Determining whether the problem is related to management, consider if the managers are exercising exemplary guidance on the firm and tracking the company’s presentation. Additionally, take into account the management’s initial choice: do all the executives have ample available details.
Determining if the problem arises from technology, analyze problems stemming from the firm’s detailed automation development: its networks, hardware, software, and telecommunication building, and the data control of traditional files or information. Also, check whether the ideal firm’s assets and management are available to apply the technology effectively.
Finally, determining the role of a company’s factors, evaluate any problems stemming from the company’s business processes, culture, structure, division among target groups, workgroups, and the effect of the deviations in the companies outside surrounding effects in economic factors, government regulations, or actions from suppliers, clients, and competitors.
Step 2. Deciding which of the individual factors or combinations is most significant in describing why the issue occurred. An evaluation from the perspectives of various disciplines and proof from both qualitative and quantitative research to back your analysis. These facets show the professor or reader that you can critically think broadly and consider the multiple perspectives provided by different research methodologies.
Step 3. Specifying multiple and feasible consequences. State all the consequences the organization can apply to clarify its issue or face the current problem. For data system-based issues, do the remedies need an updated or new information technique? Are new business procedures, technologies, company organization, or control of traits needed? Which company’s every alternative will need procedures? What will management policy be needed to execute each alternative?
However, remember to distinguish between what a firm should perform and what that company can really perform. Some remedies are too inflated or interfaculty complex to execute, and one needs to prevent remedies that exceed the firm’s funds. Determine the challenges that limit the available answers; confirm whether every alternative is practical considering the available constraints.
Step 4. Analyze every alternative solution.
Analyze every choice by applying realities and problems found previously, given that available information and condition. Identify the benefits and costs of every course of action and attempt to predict the most plausible outcome. Highlight the risks and benefits linked with each alternative solution and check if the remedy is practical from an operational, financial, and technical point of view.
Additionally, ensure to list any assumptions you might have used to make a decision. And make discussion of the particular remedy that will solve the problem. Every prospective solution must involve ample information to make it more practical and possible for an individual within the firm to execute the concept.

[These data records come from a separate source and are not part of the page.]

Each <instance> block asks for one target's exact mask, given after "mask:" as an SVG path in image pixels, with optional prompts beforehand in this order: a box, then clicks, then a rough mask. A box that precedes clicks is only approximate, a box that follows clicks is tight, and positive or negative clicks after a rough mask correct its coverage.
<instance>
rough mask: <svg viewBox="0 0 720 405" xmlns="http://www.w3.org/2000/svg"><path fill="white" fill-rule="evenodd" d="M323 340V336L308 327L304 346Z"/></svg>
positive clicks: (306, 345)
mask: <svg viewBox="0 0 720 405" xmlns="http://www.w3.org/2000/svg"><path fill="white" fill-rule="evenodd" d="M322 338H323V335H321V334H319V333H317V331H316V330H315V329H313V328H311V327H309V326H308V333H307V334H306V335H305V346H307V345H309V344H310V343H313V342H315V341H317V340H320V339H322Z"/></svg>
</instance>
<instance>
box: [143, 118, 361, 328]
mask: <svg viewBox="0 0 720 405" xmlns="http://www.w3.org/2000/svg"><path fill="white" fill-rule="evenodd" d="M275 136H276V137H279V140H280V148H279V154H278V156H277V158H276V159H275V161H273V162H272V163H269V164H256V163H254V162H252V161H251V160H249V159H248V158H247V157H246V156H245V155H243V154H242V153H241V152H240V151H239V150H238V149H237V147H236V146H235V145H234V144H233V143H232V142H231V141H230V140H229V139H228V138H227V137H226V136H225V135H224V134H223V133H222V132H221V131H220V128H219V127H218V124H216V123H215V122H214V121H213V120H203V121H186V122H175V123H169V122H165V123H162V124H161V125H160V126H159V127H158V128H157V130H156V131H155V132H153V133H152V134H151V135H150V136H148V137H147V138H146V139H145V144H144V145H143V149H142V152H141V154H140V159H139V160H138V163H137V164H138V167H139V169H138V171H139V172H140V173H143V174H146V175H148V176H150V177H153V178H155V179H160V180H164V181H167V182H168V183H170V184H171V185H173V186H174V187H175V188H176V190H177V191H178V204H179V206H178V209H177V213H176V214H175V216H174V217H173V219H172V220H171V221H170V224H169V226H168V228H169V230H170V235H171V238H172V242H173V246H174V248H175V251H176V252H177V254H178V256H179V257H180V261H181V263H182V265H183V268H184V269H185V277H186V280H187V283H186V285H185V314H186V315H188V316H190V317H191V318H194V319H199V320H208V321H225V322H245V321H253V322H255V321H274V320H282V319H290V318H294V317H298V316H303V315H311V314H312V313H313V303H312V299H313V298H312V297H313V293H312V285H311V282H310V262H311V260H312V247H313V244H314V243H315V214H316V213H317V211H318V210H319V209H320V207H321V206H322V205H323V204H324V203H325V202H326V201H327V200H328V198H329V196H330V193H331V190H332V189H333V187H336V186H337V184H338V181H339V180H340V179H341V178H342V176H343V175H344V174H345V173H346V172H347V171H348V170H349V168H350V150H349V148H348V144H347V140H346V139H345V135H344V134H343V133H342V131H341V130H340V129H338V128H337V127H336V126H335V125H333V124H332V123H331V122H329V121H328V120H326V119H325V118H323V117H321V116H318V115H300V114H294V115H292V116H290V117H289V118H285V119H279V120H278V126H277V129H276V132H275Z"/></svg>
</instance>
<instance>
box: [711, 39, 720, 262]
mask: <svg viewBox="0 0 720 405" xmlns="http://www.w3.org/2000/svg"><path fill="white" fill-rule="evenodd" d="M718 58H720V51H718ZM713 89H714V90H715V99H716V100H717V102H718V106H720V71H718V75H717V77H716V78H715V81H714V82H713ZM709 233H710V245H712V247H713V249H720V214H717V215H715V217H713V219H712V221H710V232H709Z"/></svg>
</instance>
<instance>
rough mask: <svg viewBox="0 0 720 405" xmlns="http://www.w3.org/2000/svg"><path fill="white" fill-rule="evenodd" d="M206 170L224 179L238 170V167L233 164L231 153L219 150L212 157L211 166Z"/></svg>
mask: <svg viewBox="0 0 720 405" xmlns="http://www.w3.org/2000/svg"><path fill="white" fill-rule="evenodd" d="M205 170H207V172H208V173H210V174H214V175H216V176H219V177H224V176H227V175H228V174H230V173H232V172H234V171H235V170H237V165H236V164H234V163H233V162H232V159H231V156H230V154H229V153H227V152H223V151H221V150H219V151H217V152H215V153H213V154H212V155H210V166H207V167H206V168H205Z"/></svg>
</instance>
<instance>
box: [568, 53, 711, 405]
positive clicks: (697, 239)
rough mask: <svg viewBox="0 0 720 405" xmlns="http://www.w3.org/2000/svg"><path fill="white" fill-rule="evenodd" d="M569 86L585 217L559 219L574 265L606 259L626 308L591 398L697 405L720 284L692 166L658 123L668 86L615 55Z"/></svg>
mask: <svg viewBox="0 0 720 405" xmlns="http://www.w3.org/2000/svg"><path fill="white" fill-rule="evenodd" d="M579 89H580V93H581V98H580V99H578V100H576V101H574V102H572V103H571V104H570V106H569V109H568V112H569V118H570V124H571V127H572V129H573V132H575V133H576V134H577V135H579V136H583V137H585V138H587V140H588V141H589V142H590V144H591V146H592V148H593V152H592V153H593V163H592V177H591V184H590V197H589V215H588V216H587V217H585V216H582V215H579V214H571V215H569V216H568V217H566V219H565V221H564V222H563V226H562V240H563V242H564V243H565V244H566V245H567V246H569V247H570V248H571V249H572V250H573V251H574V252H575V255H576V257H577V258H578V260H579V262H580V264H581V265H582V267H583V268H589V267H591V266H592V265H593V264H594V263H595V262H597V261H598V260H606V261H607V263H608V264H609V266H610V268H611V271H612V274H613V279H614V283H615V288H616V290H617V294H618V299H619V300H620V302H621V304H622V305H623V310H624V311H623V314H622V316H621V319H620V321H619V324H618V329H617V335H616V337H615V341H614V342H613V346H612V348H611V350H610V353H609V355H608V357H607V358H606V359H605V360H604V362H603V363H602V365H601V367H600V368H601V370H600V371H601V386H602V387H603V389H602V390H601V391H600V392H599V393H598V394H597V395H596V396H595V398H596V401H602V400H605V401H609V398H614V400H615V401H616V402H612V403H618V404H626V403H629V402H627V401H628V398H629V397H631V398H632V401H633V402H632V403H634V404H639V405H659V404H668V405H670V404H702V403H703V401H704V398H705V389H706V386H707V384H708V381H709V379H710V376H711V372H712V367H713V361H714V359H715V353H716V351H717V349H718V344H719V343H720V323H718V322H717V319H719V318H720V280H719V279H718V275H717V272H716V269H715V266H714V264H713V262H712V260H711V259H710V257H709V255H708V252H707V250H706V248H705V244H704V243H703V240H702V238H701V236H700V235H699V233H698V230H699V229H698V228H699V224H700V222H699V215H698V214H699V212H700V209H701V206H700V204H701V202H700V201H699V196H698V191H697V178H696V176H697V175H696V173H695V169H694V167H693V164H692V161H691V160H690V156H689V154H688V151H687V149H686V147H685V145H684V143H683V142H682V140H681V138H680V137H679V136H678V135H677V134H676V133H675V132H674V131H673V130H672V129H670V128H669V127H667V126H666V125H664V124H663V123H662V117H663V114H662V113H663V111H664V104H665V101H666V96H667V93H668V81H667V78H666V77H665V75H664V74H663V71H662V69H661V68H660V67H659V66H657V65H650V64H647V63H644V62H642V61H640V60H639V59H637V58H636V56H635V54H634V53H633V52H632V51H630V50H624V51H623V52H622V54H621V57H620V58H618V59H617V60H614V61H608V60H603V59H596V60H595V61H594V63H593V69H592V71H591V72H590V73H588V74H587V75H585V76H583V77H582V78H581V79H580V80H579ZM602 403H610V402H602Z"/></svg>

Step 5. Endorse the best solution.
State the alternatives for the most ideal solution and present a comprehensive explanation of why you chose the particular course of action. You might also need to present a reason why other remedies were not chosen. The last endorsement must align ideologically with the remaining case study evaluation and must evidently state the myths used to share the closure. There is usually no individual correct solution, and every alternative should be accompanied by threats and benefits.